Can you fix the MIR testcase to check the register coalescing pass itself, rather than the whole pipeline after stack coloring?

dnsampaio updated this revision to Diff 260527.Apr 27 2020, 6:59 PM

Now testing only simple-register-coalescing

rnk added inline comments.May 5 2020, 4:17 PM
llvm/test/CodeGen/ARM/no-register-coalescing-in-returnsTwice.mir
18

I can't read ARM assembly well enough to tell if this is a good test or to suggest how to make it better, so I'll have to ask Eli to review.

llvm/test/CodeGen/X86/speculative-load-hardening-call-and-ret.ll
376

Seems like we don't want to lose these labels. See rGe3ea164659ff37cb4db623c33de880e91aa29ebb. Please regenerate with --no_x86_scrub_rip.

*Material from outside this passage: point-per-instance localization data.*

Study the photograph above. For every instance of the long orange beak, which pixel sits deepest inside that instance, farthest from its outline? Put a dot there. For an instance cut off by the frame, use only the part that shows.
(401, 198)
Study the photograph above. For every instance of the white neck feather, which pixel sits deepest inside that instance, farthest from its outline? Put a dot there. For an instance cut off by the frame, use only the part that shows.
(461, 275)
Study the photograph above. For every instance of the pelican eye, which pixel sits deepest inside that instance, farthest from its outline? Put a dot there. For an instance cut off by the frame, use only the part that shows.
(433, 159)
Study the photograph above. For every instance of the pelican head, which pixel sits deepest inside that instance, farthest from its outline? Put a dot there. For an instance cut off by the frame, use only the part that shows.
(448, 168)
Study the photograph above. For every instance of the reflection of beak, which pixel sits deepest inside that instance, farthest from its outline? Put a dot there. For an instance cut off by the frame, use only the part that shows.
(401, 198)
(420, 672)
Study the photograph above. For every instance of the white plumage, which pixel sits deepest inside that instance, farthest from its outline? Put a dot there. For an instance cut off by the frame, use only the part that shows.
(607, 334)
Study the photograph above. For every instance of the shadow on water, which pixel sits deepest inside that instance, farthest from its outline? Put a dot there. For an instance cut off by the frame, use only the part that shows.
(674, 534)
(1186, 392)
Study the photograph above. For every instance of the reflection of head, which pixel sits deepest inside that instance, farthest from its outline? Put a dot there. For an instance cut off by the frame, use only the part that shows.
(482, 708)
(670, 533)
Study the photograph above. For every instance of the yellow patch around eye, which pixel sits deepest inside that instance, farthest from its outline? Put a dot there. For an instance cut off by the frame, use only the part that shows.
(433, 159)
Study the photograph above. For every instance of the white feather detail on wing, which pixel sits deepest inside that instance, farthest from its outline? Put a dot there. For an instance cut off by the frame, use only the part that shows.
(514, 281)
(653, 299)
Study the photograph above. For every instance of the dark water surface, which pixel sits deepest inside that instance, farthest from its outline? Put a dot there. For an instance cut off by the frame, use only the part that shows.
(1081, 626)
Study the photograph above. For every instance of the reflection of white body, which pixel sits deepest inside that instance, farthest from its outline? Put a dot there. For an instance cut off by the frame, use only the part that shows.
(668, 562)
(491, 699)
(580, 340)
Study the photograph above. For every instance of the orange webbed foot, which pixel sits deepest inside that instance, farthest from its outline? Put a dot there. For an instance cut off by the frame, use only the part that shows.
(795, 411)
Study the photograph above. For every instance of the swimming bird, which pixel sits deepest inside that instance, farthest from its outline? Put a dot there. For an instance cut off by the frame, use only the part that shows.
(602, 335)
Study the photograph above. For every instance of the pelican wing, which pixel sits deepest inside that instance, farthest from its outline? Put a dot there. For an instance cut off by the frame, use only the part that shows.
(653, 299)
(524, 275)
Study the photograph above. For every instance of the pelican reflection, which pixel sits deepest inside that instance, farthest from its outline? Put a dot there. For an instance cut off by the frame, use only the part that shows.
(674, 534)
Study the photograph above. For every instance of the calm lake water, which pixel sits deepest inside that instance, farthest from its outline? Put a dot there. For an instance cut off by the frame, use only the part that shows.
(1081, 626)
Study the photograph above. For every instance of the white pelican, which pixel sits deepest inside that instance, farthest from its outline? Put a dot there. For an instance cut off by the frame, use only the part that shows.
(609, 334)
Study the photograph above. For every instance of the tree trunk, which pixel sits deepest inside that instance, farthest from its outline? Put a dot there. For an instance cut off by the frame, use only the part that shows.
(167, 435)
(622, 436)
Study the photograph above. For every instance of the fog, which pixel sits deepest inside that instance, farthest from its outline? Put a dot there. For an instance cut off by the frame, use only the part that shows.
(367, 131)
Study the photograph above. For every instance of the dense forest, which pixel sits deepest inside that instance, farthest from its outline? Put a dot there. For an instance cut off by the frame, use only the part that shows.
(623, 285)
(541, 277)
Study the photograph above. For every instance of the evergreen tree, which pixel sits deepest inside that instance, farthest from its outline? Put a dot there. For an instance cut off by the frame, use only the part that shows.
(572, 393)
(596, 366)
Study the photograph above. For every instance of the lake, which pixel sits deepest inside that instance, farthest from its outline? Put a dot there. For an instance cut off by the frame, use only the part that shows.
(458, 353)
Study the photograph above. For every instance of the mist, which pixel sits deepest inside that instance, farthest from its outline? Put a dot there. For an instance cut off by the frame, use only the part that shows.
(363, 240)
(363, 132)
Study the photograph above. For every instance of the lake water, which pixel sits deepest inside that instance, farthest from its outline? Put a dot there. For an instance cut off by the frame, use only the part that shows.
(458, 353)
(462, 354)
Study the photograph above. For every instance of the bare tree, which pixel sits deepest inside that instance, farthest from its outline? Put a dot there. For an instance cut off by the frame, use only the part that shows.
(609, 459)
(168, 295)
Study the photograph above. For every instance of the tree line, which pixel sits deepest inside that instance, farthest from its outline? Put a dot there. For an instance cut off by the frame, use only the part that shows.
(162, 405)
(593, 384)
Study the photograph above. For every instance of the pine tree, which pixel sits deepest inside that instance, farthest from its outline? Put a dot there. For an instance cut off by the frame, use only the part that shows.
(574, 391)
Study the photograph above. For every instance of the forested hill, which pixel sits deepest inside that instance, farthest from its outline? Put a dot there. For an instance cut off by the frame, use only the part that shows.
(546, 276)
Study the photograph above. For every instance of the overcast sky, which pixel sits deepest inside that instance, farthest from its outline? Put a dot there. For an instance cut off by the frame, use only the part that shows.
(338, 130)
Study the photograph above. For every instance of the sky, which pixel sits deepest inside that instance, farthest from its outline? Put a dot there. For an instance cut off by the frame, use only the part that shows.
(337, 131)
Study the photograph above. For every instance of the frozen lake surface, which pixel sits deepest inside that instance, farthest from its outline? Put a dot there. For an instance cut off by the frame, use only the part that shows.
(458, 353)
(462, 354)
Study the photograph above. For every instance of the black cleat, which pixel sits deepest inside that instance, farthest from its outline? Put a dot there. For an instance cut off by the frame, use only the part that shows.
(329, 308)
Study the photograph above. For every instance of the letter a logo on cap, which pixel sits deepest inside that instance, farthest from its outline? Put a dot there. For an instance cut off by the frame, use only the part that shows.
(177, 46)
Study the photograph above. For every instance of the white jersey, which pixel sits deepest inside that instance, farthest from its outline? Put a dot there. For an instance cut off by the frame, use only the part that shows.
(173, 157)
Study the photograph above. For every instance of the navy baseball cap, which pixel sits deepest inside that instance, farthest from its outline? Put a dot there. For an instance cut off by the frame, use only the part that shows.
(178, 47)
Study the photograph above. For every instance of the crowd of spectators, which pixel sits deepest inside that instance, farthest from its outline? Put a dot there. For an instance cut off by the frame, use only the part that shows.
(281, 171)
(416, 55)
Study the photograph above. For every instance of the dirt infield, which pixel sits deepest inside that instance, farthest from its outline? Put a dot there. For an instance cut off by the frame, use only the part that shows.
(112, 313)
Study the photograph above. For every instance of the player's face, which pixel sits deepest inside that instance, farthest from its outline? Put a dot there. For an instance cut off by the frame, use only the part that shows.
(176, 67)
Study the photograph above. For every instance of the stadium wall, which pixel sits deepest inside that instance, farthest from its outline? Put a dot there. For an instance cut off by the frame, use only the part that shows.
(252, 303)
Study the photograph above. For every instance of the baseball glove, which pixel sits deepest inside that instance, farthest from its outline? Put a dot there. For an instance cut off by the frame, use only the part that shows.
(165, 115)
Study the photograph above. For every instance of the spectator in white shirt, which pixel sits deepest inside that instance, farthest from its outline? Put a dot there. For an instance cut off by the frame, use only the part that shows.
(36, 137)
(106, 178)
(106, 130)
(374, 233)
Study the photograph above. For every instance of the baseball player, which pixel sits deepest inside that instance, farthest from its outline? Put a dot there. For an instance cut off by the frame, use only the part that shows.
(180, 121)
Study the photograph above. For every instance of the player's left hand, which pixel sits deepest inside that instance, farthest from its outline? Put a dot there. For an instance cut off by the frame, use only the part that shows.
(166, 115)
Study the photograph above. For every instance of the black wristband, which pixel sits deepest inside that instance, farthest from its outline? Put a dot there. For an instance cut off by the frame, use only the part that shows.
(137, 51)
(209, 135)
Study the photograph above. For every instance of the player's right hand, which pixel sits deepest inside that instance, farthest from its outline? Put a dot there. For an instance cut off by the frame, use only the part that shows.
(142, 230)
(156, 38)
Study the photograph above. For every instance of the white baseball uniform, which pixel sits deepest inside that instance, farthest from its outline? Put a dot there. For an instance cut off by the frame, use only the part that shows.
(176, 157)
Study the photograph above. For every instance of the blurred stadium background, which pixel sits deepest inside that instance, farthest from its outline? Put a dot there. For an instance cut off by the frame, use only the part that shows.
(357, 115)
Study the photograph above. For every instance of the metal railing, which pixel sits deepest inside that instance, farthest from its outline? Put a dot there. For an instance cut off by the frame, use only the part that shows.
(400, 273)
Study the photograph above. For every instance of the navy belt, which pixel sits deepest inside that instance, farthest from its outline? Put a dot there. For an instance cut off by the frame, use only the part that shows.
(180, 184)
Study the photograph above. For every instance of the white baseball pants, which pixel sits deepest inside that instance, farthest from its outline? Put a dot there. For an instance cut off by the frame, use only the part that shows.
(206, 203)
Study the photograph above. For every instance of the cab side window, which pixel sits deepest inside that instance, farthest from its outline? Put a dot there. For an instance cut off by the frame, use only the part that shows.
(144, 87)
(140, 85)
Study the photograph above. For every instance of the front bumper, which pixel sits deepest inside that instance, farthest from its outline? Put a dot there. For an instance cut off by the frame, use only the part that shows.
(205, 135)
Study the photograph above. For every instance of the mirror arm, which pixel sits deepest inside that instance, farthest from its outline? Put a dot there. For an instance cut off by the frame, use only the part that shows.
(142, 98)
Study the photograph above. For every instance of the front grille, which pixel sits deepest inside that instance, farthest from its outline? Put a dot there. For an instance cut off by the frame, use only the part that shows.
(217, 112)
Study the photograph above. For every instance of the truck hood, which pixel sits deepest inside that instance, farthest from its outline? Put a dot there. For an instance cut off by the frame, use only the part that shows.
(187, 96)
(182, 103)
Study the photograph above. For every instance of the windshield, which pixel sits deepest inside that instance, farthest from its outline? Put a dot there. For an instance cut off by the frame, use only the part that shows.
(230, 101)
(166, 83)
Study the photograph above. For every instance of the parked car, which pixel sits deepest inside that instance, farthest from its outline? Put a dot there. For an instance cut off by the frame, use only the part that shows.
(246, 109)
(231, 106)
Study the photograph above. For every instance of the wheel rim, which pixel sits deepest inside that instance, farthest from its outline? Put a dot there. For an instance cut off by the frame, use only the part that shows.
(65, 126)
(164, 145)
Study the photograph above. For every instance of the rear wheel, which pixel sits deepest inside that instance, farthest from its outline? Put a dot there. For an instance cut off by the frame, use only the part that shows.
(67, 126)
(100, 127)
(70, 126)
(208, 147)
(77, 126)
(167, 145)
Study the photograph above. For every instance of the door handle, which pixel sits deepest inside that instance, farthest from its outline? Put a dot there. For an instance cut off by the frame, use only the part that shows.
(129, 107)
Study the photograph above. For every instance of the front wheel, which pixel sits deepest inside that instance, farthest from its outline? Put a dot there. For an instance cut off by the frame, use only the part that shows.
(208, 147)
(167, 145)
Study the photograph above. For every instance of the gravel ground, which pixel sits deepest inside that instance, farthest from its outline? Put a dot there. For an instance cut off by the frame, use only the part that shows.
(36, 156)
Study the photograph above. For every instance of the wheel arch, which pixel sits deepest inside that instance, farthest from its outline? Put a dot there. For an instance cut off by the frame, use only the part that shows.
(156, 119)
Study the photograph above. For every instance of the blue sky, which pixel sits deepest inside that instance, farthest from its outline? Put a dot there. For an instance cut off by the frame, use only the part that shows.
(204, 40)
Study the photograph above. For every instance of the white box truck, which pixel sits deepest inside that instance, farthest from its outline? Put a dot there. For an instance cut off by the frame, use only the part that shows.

For a while, I have wanted update_llc_test checks to store this option in the comment at the beginning of the file and then read the options back out when regenerating test cases, but it has not come to pass.

efriedma added inline comments.May 5 2020, 5:32 PM
llvm/test/CodeGen/ARM/no-register-coalescing-in-returnsTwice.mir
18

It should be possible to construct a shorter testcase by artificially forcing up the register pressure using inline asm clobbers.

See also http://llvm.org/docs/MIRLangRef.html?highlight=filecheck#simplifying-mir-files .

dnsampaio updated this revision to Diff 264364.May 15 2020, 2:59 PM
dnsampaio marked 4 inline comments as done.

Addressed requests

llvm/test/CodeGen/ARM/no-register-coalescing-in-returnsTwice.mir
18

Indeed replaced most of the code in my original reproducer by the inline asm clobbering r0 - r14 between the two function calls still gives me the same error.
And I simplified the mir as much as possible.

This revision is now accepted and ready to land.May 15 2020, 3:17 PM
This revision was automatically updated to reflect the committed changes.